Logo Zephyrnet

Uni Emirat Arab Menghadapi Risiko Siber yang Meningkat

Tanggal:

Fokus Uni Emirat Arab untuk menjadi pusat bisnis dan inovasi global mendorong transformasi digital di Timur Tengah, dengan pemerintah masing-masing emirat dan UEA secara keseluruhan mendorong adopsi teknologi dan layanan digital.

Grafik Strategi Pemerintahan Digital UEA 2025, berdasarkan Kerangka Kebijakan Pemerintahan Digital OECD, menyerukan kerangka kerja yang inklusif dan dirancang secara digital yang tangguh dan terbuka secara default, dan terdiri dari 64 inisiatif digital berbeda yang disusun dalam enam pilar. Platform Digital Terpadu (UDP) – yang merupakan salah satu bagian dari keseluruhan kerangka kerja – menyatukan layanan-layanan pemerintah dalam satu platform yang sama untuk menghilangkan dokumen dan menyederhanakan birokrasi.
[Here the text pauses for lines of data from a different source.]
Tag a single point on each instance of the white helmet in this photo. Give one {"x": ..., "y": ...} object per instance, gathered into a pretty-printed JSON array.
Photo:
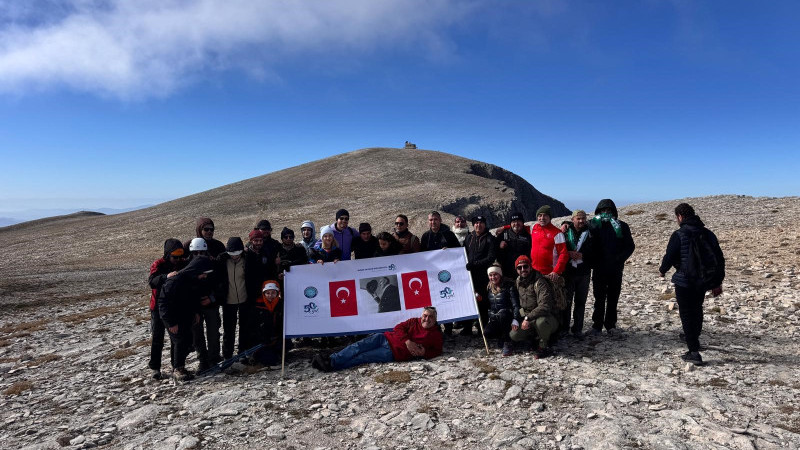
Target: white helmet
[{"x": 198, "y": 245}]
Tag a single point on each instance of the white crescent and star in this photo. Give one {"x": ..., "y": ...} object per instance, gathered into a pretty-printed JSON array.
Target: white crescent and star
[{"x": 411, "y": 281}]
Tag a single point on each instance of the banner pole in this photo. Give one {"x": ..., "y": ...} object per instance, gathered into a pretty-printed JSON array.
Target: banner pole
[{"x": 475, "y": 301}]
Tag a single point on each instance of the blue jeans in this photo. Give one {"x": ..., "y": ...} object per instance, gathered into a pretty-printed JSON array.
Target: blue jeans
[{"x": 373, "y": 348}]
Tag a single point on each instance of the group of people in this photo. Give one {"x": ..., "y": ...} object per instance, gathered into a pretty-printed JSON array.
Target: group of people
[{"x": 531, "y": 284}]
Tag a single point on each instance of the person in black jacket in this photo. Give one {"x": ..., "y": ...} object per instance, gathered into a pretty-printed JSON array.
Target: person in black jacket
[
  {"x": 578, "y": 273},
  {"x": 612, "y": 245},
  {"x": 438, "y": 235},
  {"x": 689, "y": 288},
  {"x": 179, "y": 306},
  {"x": 480, "y": 255},
  {"x": 163, "y": 268}
]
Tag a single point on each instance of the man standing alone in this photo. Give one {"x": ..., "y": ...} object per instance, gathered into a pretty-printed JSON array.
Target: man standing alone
[{"x": 699, "y": 267}]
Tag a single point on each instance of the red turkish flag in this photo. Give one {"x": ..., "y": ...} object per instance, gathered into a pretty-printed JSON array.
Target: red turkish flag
[
  {"x": 416, "y": 292},
  {"x": 343, "y": 298}
]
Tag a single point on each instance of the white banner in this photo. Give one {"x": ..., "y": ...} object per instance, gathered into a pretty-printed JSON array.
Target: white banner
[{"x": 368, "y": 295}]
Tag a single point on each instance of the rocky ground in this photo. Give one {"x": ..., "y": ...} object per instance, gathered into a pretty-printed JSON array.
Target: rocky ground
[{"x": 74, "y": 346}]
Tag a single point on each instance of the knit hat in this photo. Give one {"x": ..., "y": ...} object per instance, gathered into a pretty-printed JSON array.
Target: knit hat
[
  {"x": 544, "y": 209},
  {"x": 234, "y": 246},
  {"x": 523, "y": 259}
]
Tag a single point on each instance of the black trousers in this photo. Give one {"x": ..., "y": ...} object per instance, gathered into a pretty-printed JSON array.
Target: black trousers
[
  {"x": 157, "y": 332},
  {"x": 577, "y": 287},
  {"x": 606, "y": 288},
  {"x": 231, "y": 314},
  {"x": 690, "y": 308},
  {"x": 181, "y": 342}
]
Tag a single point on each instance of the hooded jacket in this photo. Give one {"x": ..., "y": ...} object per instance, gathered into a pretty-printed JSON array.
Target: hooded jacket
[
  {"x": 161, "y": 268},
  {"x": 180, "y": 297}
]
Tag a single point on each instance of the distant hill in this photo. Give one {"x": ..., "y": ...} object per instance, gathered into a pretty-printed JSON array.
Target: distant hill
[{"x": 374, "y": 184}]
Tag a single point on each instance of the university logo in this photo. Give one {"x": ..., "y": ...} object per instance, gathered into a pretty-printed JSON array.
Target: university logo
[{"x": 310, "y": 308}]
Dan itu Strategi Cerdas Dubai 2021 menyerukan kota-kota yang cerdas dan berketahanan, masyarakat yang saling terhubung, transportasi otonom yang mudah digunakan, dan pemerintahan yang ramping dan terhubung.

Namun inisiatif transformasi digital telah menarik perhatian para pelaku serangan siber yang semakin canggih dan telah menguras sumber daya lokal. Tenaga kerja siber yang ada kesulitan untuk mengikuti upaya keamanan dasar – seperti patching – dan organisasi tidak dapat merekrut cukup tenaga profesional yang memiliki keterampilan keamanan siber, kata Irina Zinovkina, kepala kelompok riset keamanan informasi di Positive Technologies.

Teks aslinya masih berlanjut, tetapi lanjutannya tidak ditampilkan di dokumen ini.